Assuming a non-random pathway choice at a given damaged side raises the question for a fast, easy and therefore always functionally available, and everywhere implemented mechanism for the cell’s decision. Beyond several epigenetic approaches, people have started to discuss whether such a mechanism may be encoded in the architecture of chromatin around the damaged site (key note) lectures and discussions at the joint ERRS (European Radiation Research Society) and GBS (Gesellschaft für Biologische Strahlenforschung) conference 2017 in Essen, Germany). This would, however, require deeper insights into the internal structural organization of a repair focus of a typical order of size of about the resolution limit of a light microscope (about 200 nm).
Recent applications of electron-microscopy [25
] and super-resolution light microscopy such as SMLM, STED or GSDIM [1
] have demonstrated that it is feasible to study single molecular arrangements within a repair focus. With improving resolution of microscopy and data evaluation of structures on the meso- and nano-scale, the question for best suited analysis parameters and potentially useful classification criteria of repair foci and damaged chromatin sites has become important.

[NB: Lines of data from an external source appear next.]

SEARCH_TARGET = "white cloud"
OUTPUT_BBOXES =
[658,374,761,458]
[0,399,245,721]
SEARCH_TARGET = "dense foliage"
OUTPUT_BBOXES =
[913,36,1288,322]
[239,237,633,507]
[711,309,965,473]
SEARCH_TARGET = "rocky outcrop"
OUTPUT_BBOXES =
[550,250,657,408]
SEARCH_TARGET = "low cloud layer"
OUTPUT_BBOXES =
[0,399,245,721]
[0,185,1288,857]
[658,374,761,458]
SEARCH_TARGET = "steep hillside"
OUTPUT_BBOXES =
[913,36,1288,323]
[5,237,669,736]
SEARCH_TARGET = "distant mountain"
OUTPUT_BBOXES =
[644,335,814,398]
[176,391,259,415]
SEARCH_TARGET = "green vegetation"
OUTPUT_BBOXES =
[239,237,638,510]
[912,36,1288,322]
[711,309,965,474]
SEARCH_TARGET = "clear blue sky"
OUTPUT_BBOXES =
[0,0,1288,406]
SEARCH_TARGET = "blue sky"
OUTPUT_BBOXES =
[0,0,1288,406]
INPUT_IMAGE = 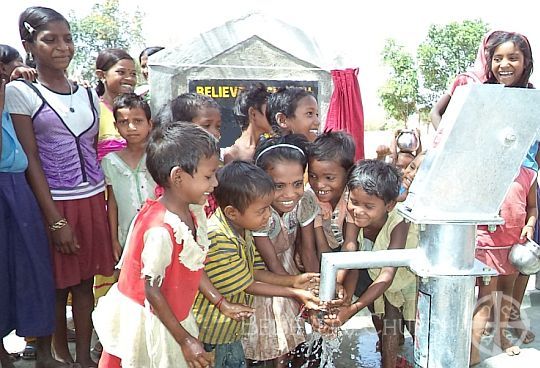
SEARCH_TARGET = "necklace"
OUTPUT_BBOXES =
[66,77,75,112]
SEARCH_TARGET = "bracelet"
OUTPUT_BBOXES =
[214,295,225,312]
[49,218,67,231]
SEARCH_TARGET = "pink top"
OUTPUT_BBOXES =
[476,166,536,249]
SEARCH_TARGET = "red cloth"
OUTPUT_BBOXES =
[325,68,364,161]
[118,199,203,321]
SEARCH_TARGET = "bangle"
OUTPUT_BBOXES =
[49,218,67,231]
[214,295,225,312]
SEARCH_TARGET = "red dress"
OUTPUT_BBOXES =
[93,200,209,367]
[476,166,536,275]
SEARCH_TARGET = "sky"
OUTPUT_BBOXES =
[4,0,540,122]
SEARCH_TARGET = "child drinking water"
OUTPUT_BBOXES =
[94,122,219,368]
[6,7,114,367]
[96,49,137,161]
[194,161,318,368]
[244,134,317,367]
[94,93,156,299]
[326,160,418,368]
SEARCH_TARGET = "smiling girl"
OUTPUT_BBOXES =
[96,49,137,161]
[6,7,114,367]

Here, we have introduced a rather unconventional approach for SMLM data analysis of γH2AX foci and their chromatin environment. This approach makes use of the advantage that SMLM data can be evaluated without image production and image processing [34
]. This novel approach combines a geometrical evaluation based on Ripley’s distance and cluster analysis with persistence homology for similarity classification of repair cluster loci. Although the mathematical principles behind this approach are well established, it is the first time that topology has been used as biologically relevant criteria. This may allow to circumvent locally occurring deformations in the analysis and to extract a parameter pattern that is scale independent and can categorize repair foci into structural classes. Here we have demonstrated a very first proof-of-concept experiment, in which we could show that the category of HC associated γH2AX clusters are highly similar in terms of both topology and geometry whereas nHC associated clusters are completely dissimilar. This topological similarity was independent of the irradiation doses. However, only one early repair time was considered. In future experiments other later repair times may also be considered in order to find out whether a change in topology occurs during repair.

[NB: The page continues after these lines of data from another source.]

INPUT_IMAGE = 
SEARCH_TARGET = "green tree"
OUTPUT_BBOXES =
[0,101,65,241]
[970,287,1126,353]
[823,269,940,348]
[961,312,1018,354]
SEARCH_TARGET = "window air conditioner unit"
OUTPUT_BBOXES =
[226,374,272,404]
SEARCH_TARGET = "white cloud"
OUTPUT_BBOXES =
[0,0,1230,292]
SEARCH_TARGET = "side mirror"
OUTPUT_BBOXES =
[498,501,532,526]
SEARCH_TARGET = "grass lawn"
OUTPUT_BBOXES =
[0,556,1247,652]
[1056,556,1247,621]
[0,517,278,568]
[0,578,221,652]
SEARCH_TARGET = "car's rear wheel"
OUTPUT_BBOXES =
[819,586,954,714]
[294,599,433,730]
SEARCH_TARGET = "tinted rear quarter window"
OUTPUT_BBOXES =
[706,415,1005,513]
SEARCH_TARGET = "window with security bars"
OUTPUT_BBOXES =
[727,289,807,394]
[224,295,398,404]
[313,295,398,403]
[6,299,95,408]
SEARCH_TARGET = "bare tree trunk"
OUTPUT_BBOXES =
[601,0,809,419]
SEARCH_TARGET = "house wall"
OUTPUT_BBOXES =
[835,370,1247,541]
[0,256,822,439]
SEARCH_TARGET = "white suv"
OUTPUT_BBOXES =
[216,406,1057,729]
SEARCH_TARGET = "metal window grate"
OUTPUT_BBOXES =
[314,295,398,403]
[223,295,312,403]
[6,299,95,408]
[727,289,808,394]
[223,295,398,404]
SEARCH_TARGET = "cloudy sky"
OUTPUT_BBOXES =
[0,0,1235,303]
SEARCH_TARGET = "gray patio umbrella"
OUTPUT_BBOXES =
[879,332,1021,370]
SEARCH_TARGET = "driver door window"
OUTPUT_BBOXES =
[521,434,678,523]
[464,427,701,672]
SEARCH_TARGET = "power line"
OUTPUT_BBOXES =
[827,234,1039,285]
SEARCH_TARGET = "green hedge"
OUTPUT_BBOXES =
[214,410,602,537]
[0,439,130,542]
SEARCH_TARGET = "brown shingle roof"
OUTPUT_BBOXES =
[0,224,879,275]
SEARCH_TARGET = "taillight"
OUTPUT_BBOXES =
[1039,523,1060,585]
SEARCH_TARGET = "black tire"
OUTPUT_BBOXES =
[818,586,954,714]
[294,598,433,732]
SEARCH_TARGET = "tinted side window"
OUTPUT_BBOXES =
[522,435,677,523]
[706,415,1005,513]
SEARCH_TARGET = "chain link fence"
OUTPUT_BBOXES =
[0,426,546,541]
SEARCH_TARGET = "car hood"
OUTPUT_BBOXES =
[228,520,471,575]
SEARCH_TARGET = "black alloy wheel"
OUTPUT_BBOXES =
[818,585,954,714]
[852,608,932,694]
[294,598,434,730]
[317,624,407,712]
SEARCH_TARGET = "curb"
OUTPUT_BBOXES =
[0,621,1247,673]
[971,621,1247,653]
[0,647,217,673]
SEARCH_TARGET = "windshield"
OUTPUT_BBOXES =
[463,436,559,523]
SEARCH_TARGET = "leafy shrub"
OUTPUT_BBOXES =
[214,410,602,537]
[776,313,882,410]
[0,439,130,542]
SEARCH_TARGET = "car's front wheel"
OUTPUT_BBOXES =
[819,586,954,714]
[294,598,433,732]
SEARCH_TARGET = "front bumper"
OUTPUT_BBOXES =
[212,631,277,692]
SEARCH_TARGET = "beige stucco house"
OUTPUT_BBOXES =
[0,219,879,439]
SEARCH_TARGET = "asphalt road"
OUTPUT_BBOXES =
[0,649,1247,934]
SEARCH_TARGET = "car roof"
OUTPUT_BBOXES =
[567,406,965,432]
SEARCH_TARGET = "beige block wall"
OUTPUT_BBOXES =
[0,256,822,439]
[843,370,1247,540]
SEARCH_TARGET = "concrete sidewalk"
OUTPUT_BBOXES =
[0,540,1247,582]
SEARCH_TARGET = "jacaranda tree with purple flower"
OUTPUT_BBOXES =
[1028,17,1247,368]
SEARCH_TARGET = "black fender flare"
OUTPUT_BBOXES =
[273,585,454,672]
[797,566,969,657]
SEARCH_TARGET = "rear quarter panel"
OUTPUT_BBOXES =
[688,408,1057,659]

In addition clusters that do not fit in size could be ruled out also by the topological similarity measure. Here, however, the practicability of this method has been demonstrated; therefore, the foci selected by the presented method have not been sorted out. The number of 400 clusters used for this analysis has been large enough that outliers, such as the mentioned foci, are not significant. On the other hand 400 clusters are manageable by interactive control of the experiment.
The aim of this article was to demonstrate the methodological approach. In future experiments systematic studies for further parameters such as other chromatin types (e.g., euchromatin, ALU sequence regions etc.) in the environment or assignment to the follow-up proteins in the repair pathway (e.g., MRE11, Ku70, Ku80, 53BP1, Rad51, etc.) are necessary in order to understand the correlation of γH2AX clusters and other clusters formed by further recruited proteins during repair. Furthermore the application to other cell types, different repair times and radiation types (e.g., high LET ions, α-particles, β-particles etc.) would contribute to a conclusive knowledge of pathway choice and the correlation to structure and topology. This will be subject of next years’ investigations.